= ICD coding for rare diseases =

Codes in the International Classification of Diseases

The ICD coding for rare diseases is the International Classification of Diseases code used for the purpose of documenting rare diseases. It is important for health insurance reimbursement, administration, epidemiology, and research. Of the approximately 7,000 rare diseases, only about 500 have a specific code. However, more than 5400 rare diseases are included in ICD-11 and can be recorded using an ICD-11 URI. An ICD code is needed for a person's medical records—it is important for health insurance reimbursement, administration, epidemiology, and research. Finding the best ICD code for a patient who has a rare disease can be a challenge.

== Versions ==

Different versions of the ICD code exist worldwide. The United States currently uses the ICD-10-CM, a Clinical Modification of the World Health Organization standard for diagnoses adapted for insurance reimbursement and billing purposes. This version allows for further breakdown of a code, which increases diagnosis specificity. Currently, published material that reference ICD-9-CM codes, which were used before October 1, 2015; however, not every code in the ICD-9-CM has a corresponding code in ICD-10-CM. Europe and other parts of the world use the ICD-10. The root codes for ICD-10 and ICD-10-CM are the same, making it helpful for locating codes for general body systems and disease processes.

In ICD-11 the search and coding of any disease, including rare ones is done via the ICD-11 website.
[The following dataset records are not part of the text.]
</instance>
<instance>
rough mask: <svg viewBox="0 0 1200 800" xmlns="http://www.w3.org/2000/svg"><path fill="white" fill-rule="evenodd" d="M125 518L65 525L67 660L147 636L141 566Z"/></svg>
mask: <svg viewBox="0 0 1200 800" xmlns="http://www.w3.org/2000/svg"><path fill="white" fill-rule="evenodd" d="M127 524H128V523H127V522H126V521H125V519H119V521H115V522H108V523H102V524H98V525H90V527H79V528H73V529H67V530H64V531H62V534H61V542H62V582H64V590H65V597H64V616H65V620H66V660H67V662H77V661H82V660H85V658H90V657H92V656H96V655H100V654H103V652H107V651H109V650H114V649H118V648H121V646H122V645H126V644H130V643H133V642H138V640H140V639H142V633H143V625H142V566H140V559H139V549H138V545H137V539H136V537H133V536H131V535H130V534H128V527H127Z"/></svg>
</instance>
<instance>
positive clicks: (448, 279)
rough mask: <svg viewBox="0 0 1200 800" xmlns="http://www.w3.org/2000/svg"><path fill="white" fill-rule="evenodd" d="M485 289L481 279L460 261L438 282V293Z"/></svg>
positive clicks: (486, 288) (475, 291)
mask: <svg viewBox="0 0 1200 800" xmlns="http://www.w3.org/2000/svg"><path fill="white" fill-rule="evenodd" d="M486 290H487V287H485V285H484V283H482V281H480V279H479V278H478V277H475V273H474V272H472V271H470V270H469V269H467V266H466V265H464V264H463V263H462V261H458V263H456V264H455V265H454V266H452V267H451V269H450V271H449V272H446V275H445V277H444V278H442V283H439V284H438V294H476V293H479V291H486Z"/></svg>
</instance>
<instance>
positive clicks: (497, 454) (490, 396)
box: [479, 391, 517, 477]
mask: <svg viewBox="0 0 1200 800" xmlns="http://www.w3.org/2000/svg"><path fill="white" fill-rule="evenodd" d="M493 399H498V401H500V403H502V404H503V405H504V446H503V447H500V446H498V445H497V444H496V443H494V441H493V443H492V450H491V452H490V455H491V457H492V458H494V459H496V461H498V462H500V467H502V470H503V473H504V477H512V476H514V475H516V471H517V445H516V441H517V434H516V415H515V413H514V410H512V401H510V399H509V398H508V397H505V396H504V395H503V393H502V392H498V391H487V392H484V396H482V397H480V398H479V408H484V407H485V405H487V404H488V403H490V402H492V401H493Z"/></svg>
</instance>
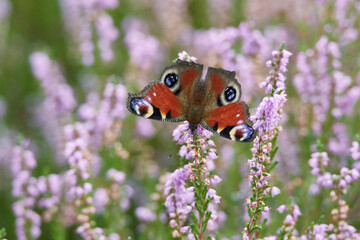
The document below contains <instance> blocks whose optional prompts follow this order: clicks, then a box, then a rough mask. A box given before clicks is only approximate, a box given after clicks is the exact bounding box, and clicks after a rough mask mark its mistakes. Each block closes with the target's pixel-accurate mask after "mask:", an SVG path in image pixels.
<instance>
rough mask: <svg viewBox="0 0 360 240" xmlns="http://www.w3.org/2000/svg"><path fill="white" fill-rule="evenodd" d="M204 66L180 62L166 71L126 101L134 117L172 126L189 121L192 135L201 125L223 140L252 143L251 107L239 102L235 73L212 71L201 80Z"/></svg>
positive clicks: (219, 68)
mask: <svg viewBox="0 0 360 240" xmlns="http://www.w3.org/2000/svg"><path fill="white" fill-rule="evenodd" d="M202 70H203V65H201V64H198V63H194V62H186V61H181V60H177V61H176V62H175V63H174V64H173V65H171V66H169V67H167V68H165V70H164V71H163V73H162V75H161V78H160V80H158V81H154V82H151V83H150V84H149V85H148V86H146V87H145V88H144V89H143V90H142V91H141V92H138V93H135V94H131V93H129V95H128V98H127V104H126V105H127V108H128V109H129V111H130V112H132V113H133V114H135V115H138V116H141V117H145V118H149V119H155V120H162V121H170V122H180V121H185V120H187V121H188V122H189V128H190V130H191V132H192V133H193V132H194V131H195V129H196V128H197V126H198V124H201V125H202V126H203V127H204V128H206V129H207V130H209V131H211V132H214V133H217V134H219V135H220V136H222V137H225V138H228V139H231V140H234V141H239V142H250V141H252V140H253V139H254V138H255V131H254V129H253V128H252V123H251V122H250V120H249V107H248V106H247V105H246V103H244V102H243V101H240V97H241V86H240V84H239V83H238V82H237V80H236V78H235V72H231V71H226V70H224V69H222V68H212V67H209V68H208V71H207V75H206V77H205V80H202V79H201V75H202Z"/></svg>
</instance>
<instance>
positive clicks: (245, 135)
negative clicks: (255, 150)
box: [201, 68, 255, 142]
mask: <svg viewBox="0 0 360 240" xmlns="http://www.w3.org/2000/svg"><path fill="white" fill-rule="evenodd" d="M205 84H206V86H207V107H206V111H205V113H204V117H203V120H202V121H201V125H202V126H204V127H205V128H206V129H208V130H210V131H212V132H215V133H217V134H219V135H220V136H222V137H225V138H228V139H231V140H233V141H238V142H250V141H252V140H253V139H254V138H255V131H254V129H253V128H252V123H251V122H250V120H249V107H248V106H247V105H246V103H244V102H242V101H240V97H241V86H240V84H239V83H238V82H237V80H236V78H235V72H230V71H225V70H224V69H221V68H209V70H208V72H207V75H206V79H205Z"/></svg>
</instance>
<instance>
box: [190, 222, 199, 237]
mask: <svg viewBox="0 0 360 240" xmlns="http://www.w3.org/2000/svg"><path fill="white" fill-rule="evenodd" d="M190 228H191V231H192V232H193V233H194V235H200V231H199V229H198V227H197V226H196V225H195V224H194V223H192V224H190Z"/></svg>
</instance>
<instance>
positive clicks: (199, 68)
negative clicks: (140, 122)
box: [127, 61, 202, 122]
mask: <svg viewBox="0 0 360 240" xmlns="http://www.w3.org/2000/svg"><path fill="white" fill-rule="evenodd" d="M201 72H202V65H200V64H195V63H188V62H183V61H178V62H176V63H175V64H173V65H171V66H169V67H167V68H165V70H164V72H163V73H162V75H161V78H160V80H159V81H155V82H152V83H150V84H149V85H148V86H147V87H145V89H144V90H142V91H141V92H139V93H135V94H129V96H128V99H127V108H128V109H129V111H130V112H132V113H134V114H136V115H138V116H141V117H145V118H149V119H154V120H162V121H174V122H178V121H184V120H186V118H185V116H184V103H186V102H187V97H188V95H189V92H191V89H192V86H193V84H194V82H195V81H196V80H198V79H199V78H200V77H201Z"/></svg>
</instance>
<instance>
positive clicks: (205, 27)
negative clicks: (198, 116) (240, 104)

Retaining detailed information about every individual rare diseases is best done with the URI in ICD-11.

=== Older versions ===
Several online resources can help locate ICD codes:
- WHO ICD-11 release version – A searchable online version of ICD-11 that allows users to search by hierarchy or by entering the disease name.
- WHO ICD-10 Version: 2019 – A searchable online version of ICD-10 that allows users to search by hierarchy or by entering the disease name.
- List of Official ICD-10 Updates - ICD-10 updates endorsed by the WHO.

== Advocacy groups ==
A good place to start is to contact an advocacy organization for the rare disease. These organizations are often aware of how the condition has been coded for other patients with the same diagnosis and may be able to recommend one or more codes to use. Many disease advocacy organizations also have medical advisory boards or physician directories, which can help to find someone with experience coding for that particular condition. A search can be done on the Genetic and Rare Diseases website for a list of disease advocacy organizations. A Genetic and Rare Diseases information specialist can be contacted directly for assistance.

== Orphanet ==

Orphanet is a European reference portal for information on rare diseases and orphan drugs. Orphanet outlines the ICD-10 coding rules for rare diseases included in their database. The Orphanet database also often includes coding information for the Online Mendelian Inheritance in Man, the Unified Medical Language System, and more. When a diagnosis has not been established, or when a code does not exist for a specific rare disease, general coding guidelines indicate that it is acceptable to use codes that describe signs and symptoms.